Elle a fait valoir un « droit d’eau fondé en titre » c’est-à-dire le droit d’utiliser la force hydraulique de la Desges sans avoir à obtenir d’autorisation administrative. Ce droit d’usage serait attaché au deuxième moulin qu’elle a acquis récemment en exploitation sur la Desges avant 1789.
Ces droits d’eau liés aux moulins (mais aussi aux étangs, à l’irrigation…) . délivrés par les seigneurs féodaux avant la révolution sont perpétuels car ils n’ont été ni abolis, ni rachetés aux seigneurs par la nuit du 4 août (abolition des privilèges).
Cela étant la communauté de communes devait démonter évidemment l’existence de ce droit ancien et qu’il concernait bien le moulin en question..
Par ailleurs une partie du bief étant ruinée, le droit fondé en titre devrait être annulé. Ces points de droit très importants qui semblent avoir été traités avec grande légèreté par la DDT qui a reconnu ce droit fondé en titre font l’objet d’un recours devant le Tribunal administratif actionné par la commune et les associations défendues par Corinne Lepage. Si le tribunal leur donne raison le projet s’arrêtera là.
Mais il a déjà fait des dégâts avec le commencement des travaux mi-2017 (canal d’amenée, construction d’un dégrilleur, d’un déversoir, d’un bout de bief…) ; des travaux exécutés pour certains sur des terrains dont la commune n’était pas propriétaire ! Suite aux différents recours ils sont suspendus depuis novembre 2017 mais pas abandonnés.
On le voit malgré un caractère remarquable et les mesures de protection dont il bénéficie un cours d’eau comme la DESGES n’est pas à l’abri des atteintes graves liées à un développement inconséquent de l’hydroélectricité.

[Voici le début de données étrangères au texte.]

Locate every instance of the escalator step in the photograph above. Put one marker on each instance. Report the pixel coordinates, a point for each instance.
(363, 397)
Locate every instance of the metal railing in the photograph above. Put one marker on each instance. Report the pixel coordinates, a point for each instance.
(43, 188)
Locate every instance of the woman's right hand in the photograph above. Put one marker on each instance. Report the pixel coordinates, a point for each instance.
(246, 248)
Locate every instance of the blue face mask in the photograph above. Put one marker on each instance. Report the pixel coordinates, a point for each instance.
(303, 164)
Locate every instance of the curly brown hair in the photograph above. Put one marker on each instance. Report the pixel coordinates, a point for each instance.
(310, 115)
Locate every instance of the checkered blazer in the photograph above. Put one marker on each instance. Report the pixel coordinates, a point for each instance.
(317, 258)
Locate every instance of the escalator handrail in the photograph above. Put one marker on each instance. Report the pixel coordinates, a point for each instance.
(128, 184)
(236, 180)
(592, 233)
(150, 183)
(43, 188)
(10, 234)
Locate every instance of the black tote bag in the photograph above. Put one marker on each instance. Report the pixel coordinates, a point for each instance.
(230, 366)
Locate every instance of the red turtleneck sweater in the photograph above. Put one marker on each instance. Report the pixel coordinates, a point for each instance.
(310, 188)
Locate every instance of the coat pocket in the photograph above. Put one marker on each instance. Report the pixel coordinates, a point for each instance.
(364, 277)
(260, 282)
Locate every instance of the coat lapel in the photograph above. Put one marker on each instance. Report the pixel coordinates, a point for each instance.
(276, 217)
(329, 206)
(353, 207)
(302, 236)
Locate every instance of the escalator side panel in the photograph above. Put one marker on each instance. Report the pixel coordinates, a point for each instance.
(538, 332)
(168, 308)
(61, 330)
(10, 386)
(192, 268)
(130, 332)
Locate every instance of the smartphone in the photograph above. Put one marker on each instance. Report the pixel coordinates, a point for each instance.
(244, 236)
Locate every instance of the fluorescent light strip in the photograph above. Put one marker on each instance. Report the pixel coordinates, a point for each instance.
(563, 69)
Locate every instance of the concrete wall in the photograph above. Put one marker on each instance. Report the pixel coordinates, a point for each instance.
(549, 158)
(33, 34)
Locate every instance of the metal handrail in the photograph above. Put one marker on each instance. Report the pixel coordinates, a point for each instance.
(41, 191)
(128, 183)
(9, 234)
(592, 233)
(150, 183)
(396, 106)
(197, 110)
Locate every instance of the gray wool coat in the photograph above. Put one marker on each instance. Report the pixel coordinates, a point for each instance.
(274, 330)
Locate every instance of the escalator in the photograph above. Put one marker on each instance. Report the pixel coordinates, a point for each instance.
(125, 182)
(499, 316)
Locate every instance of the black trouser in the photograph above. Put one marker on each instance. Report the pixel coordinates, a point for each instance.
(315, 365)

Et il y a lieu d’être inquiet car la France entend le poursuivre en augmentant la capacité de production électrique de 500 à 750MW et la production électrique de 2 à 3 TWh/an d’ici 2023
Voir sur www.ecologie-solidaire.gouv.fr/hydroelectricite
Et où va-t-on les trouver alors que déjà 90% de nos cours d’eau sont déjà équipés et voire suréquipés ? Sur les derniers cours d’eau jusqu’ici encore un peu préservés, en les truffant de microcentrales ?….et tout ça pour 1 ou 2% de production électrique supplémentaire puisque c’est le potentiel restant de l’hydraulique, 95% ayant déjà été réalisé !
Si en matière d’hydroélectricité sous réserve de non dégradation, la modernisation et l’optimisation des grands ouvrages existants est acceptable le développement de la petite hydroélectricité ne l’est pas : elle génère de forts impacts pour les cours d’eau au regard d’une très faible production électrique obtenue, elle est difficilement contrôlable et au service d’intérêts privés ( voir nombre de propriétaires d’anciens moulins qui rêvent de les convertir en microcentrale et de vendre leur électricité à EDF en s’abritant derrière l’enjeu de la réduction des gaz à effet de serre et le développement des énergie renouvelables…).
Le ministère de N. Hulot envisagerait la construction d’une centaine de micro-centrales supplémentaires dans toute la France comme si cela allait changer notre bilan carbone et sauver le climat ! En revanche c’est à coup sûr la poursuite de la dégradation de nos cours d’eau et de la destruction de la biodiversité aquatique.